21 Die Kränkung durch die Wissenschaft

Die Naturwissenschaft ist ein Quell fortgesetzter Kränkung für narzisstisch veranlagte Gesellschaften und Weltbilder.

…mehr zum Thema Leben und Evolution in: [Prinzipien des Lebens](http://denk-verlag.com/de/leben/prinzipien-des-lebens/)

Die Kränkung ist umso stärker, je narzisstisch gestörter eine Kultur aus ihrer Historie heraus ist. Und da es zum Standardrepartoir der Selbstmotivation und der Überlebensstrategie der allermeisten Gesellschaften gehört, sich selbst ungeheuer wichtig zu nehmen, sich selbst als (einzige und direkte) Abkömmlinge ihrer eigenen Götter zu verstehen sowie sich als (einzige rechtmäßige, auserwählte, erleuchtete) Bewohner des (ihnen von ihrem Gott persönlich und nur ihnen geschenkten) Zentrums der Welt zu begreifen, muss jede wissenschaftliche Erkenntnis, die diesen Status korrigiert von diesen Gesellschaften zuerst als ungeheure Kränkung des eigenen Selbstwertes und des Kultes um ihre eigene Bedeutung empfunden werden.

Ablehnung ist hier also vorprogrammiert und hat sich in der Geschichte auch als entsprechend heftig erwiesen.
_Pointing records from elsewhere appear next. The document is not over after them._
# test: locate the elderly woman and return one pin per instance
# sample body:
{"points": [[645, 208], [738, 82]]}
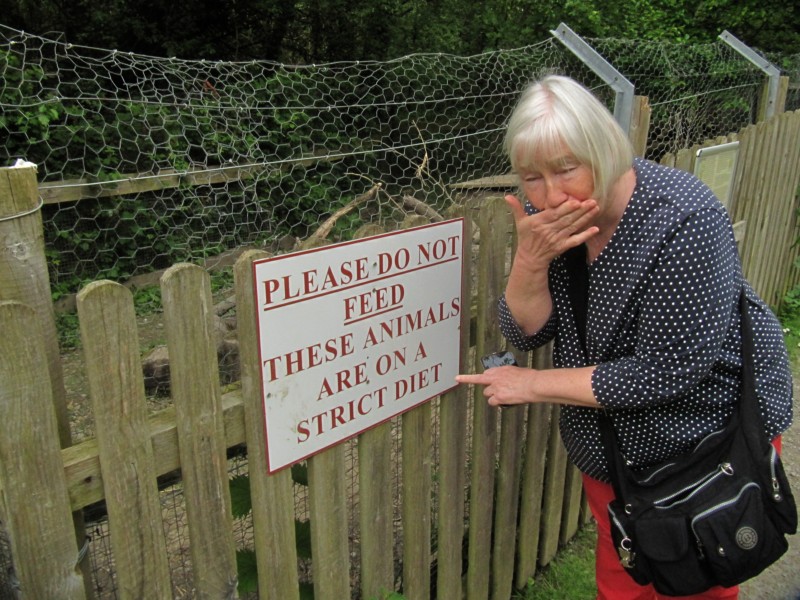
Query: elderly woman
{"points": [[662, 348]]}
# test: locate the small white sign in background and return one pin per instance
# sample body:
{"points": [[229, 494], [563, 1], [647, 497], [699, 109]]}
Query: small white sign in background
{"points": [[353, 334]]}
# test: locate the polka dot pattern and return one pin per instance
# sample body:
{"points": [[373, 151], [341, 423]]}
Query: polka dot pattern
{"points": [[663, 328]]}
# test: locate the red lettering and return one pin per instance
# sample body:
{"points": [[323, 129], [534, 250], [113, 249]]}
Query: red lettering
{"points": [[340, 415], [308, 357]]}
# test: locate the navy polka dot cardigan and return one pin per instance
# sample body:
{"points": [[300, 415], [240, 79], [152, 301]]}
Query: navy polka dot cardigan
{"points": [[663, 328]]}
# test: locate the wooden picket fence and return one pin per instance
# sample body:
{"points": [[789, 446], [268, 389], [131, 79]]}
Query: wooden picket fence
{"points": [[131, 450], [496, 504]]}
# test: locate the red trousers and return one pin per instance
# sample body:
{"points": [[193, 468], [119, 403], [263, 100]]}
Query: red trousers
{"points": [[613, 583]]}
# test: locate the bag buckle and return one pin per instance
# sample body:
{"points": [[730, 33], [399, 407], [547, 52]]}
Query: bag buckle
{"points": [[626, 554]]}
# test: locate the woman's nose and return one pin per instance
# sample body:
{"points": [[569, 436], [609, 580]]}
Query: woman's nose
{"points": [[554, 195]]}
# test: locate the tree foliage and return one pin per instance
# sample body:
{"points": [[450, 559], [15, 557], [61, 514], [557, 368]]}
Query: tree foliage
{"points": [[313, 31]]}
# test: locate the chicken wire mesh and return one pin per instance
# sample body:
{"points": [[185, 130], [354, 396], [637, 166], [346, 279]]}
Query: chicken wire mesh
{"points": [[146, 161], [180, 160]]}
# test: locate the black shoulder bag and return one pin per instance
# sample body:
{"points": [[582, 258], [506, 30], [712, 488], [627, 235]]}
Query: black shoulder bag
{"points": [[716, 515]]}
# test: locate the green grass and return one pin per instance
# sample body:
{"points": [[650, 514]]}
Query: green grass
{"points": [[570, 576], [790, 320]]}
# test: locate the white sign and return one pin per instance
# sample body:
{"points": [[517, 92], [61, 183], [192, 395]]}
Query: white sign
{"points": [[353, 334]]}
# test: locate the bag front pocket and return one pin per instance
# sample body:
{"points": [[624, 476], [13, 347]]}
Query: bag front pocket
{"points": [[736, 538]]}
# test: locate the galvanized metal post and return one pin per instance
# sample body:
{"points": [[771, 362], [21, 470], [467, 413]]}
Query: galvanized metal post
{"points": [[624, 89], [772, 72]]}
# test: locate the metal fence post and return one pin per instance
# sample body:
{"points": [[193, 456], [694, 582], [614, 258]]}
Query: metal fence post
{"points": [[771, 71], [624, 89]]}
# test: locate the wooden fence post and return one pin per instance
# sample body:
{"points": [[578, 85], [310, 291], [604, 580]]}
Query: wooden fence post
{"points": [[495, 230], [23, 271], [37, 506], [116, 386], [453, 414], [272, 498], [194, 375], [24, 277]]}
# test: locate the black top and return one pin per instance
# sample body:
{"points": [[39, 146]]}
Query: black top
{"points": [[663, 328]]}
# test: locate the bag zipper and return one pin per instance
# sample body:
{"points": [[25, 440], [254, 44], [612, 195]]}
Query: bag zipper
{"points": [[705, 440], [695, 487], [715, 508], [776, 486]]}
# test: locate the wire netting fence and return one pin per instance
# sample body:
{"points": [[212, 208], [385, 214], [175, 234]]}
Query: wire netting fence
{"points": [[147, 161], [179, 160]]}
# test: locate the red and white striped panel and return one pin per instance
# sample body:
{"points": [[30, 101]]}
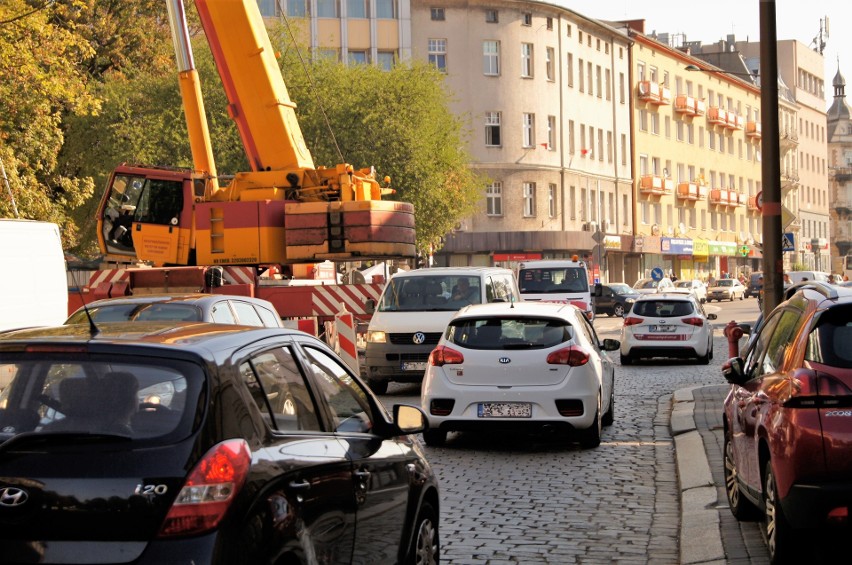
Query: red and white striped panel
{"points": [[327, 300], [239, 275], [108, 276]]}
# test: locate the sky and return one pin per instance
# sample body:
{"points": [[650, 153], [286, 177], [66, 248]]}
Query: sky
{"points": [[709, 22]]}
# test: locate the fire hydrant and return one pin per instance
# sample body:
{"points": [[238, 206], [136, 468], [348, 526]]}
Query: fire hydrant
{"points": [[733, 332]]}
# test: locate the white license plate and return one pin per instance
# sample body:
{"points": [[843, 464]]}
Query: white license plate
{"points": [[504, 410]]}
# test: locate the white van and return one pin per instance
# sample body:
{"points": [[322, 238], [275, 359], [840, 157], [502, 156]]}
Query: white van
{"points": [[34, 287], [414, 310], [557, 280]]}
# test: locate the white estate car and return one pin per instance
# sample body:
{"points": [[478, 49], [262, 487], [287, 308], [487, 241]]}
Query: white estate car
{"points": [[526, 366], [667, 325]]}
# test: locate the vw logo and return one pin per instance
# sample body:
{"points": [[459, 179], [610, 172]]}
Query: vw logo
{"points": [[13, 496]]}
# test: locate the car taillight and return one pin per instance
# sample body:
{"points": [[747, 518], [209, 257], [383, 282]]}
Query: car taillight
{"points": [[443, 355], [209, 490], [573, 356]]}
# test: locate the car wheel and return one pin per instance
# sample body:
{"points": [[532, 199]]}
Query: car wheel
{"points": [[741, 507], [591, 436], [609, 417], [780, 542], [435, 438], [425, 547], [378, 387]]}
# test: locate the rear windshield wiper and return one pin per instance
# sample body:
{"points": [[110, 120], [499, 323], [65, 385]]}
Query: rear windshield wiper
{"points": [[36, 438]]}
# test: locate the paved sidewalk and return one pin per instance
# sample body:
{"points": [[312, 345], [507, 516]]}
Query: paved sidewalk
{"points": [[709, 533]]}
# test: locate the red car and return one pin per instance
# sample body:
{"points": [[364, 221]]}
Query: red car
{"points": [[788, 421]]}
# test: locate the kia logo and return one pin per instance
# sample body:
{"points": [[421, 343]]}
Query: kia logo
{"points": [[13, 496]]}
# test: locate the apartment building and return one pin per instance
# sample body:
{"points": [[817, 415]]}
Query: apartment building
{"points": [[840, 177], [696, 160]]}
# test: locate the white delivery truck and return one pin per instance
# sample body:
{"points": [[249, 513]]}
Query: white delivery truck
{"points": [[33, 284], [413, 312], [557, 280]]}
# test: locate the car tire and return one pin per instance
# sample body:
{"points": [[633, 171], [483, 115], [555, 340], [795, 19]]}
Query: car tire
{"points": [[590, 438], [435, 438], [780, 541], [741, 507], [425, 544], [378, 387], [609, 417]]}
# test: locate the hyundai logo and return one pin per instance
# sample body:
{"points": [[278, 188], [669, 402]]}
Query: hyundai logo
{"points": [[13, 496]]}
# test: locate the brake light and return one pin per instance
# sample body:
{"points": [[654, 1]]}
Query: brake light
{"points": [[573, 356], [209, 490], [443, 355]]}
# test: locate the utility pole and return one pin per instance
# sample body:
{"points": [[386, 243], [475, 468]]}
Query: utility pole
{"points": [[773, 260]]}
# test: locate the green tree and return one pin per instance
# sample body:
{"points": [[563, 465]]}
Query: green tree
{"points": [[40, 83]]}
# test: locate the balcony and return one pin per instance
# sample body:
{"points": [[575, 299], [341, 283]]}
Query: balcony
{"points": [[687, 191], [685, 105], [720, 196], [753, 130], [652, 184], [717, 116]]}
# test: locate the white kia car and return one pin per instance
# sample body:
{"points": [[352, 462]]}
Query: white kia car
{"points": [[667, 325], [536, 367]]}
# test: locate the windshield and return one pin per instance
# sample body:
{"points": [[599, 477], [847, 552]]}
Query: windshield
{"points": [[554, 279], [138, 313], [430, 293], [621, 289], [508, 333]]}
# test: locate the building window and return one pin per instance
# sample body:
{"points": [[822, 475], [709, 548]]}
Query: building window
{"points": [[385, 59], [491, 57], [551, 200], [529, 130], [438, 53], [386, 9], [358, 58], [327, 9], [529, 199], [494, 199], [297, 8], [548, 62], [492, 129], [356, 8], [526, 60], [551, 132]]}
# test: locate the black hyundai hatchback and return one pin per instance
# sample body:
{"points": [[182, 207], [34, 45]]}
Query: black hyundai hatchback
{"points": [[203, 443]]}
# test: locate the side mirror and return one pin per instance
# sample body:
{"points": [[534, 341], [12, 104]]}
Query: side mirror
{"points": [[732, 370], [409, 419]]}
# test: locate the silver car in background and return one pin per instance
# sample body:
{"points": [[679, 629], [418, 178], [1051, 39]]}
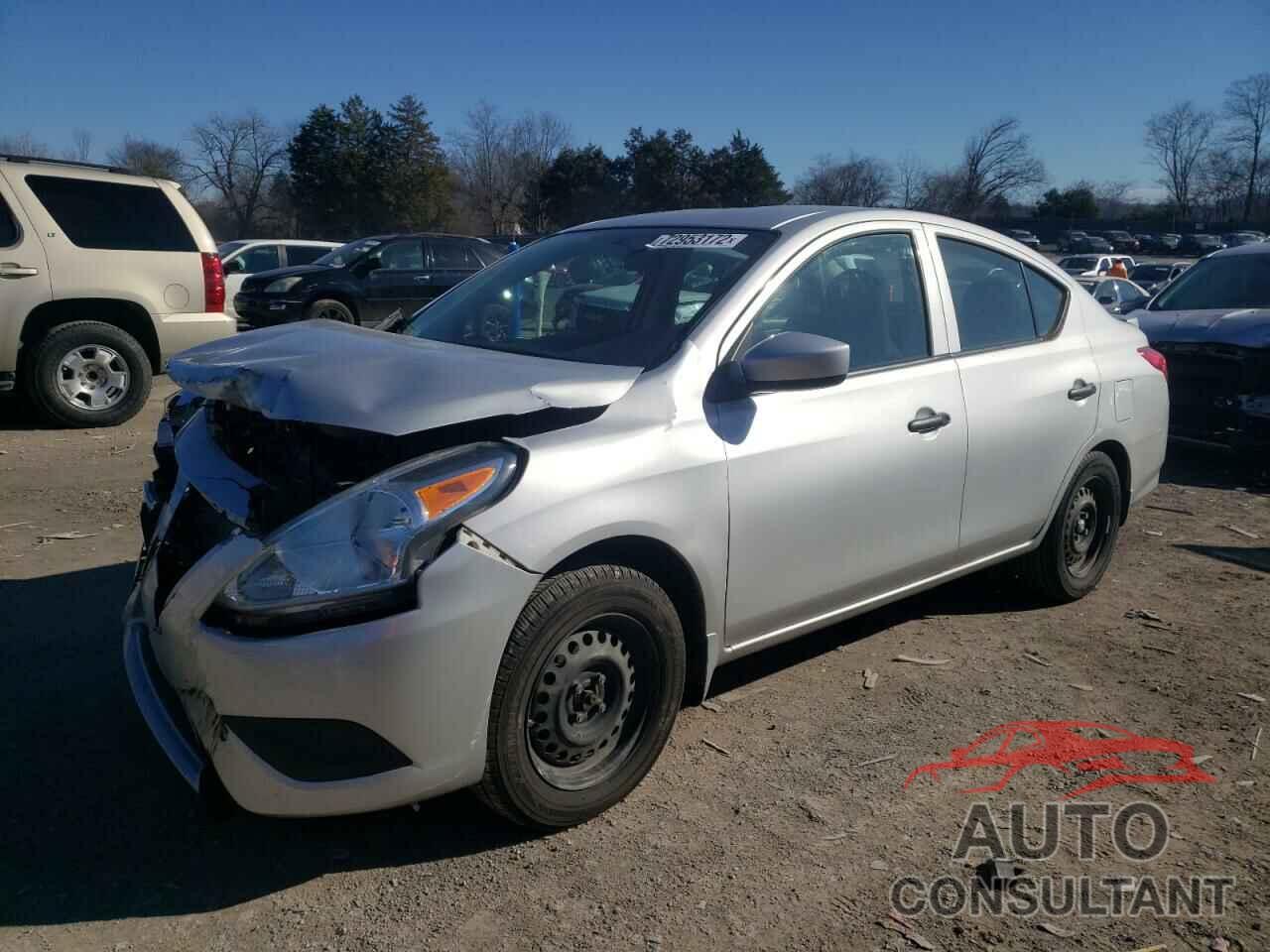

Und die Wissenschaft macht es den Gesellschaften und Kulturen in ihrer Strenge auch nicht leicht.

## Verhältnis von Wissenschaft und Religion

Die Wissenschaft macht den Zweifel zu ihrem zentralen Gut, zweifelt prinzipiell, ist in ihrer Sichtweise grundsätzlich kritisch und brandmarkt Hörensagen als Abwesenheit, wenn nicht gar Gegenteil von Wissen.

Sie ist so streng, um stets scharf zu trennen zwischen begründbarer Theorie und billiger Behauptung. Ihr Kapital ist ihre Verlässlichkeit und diese verteidigt sie mit aller gebotenen Strenge.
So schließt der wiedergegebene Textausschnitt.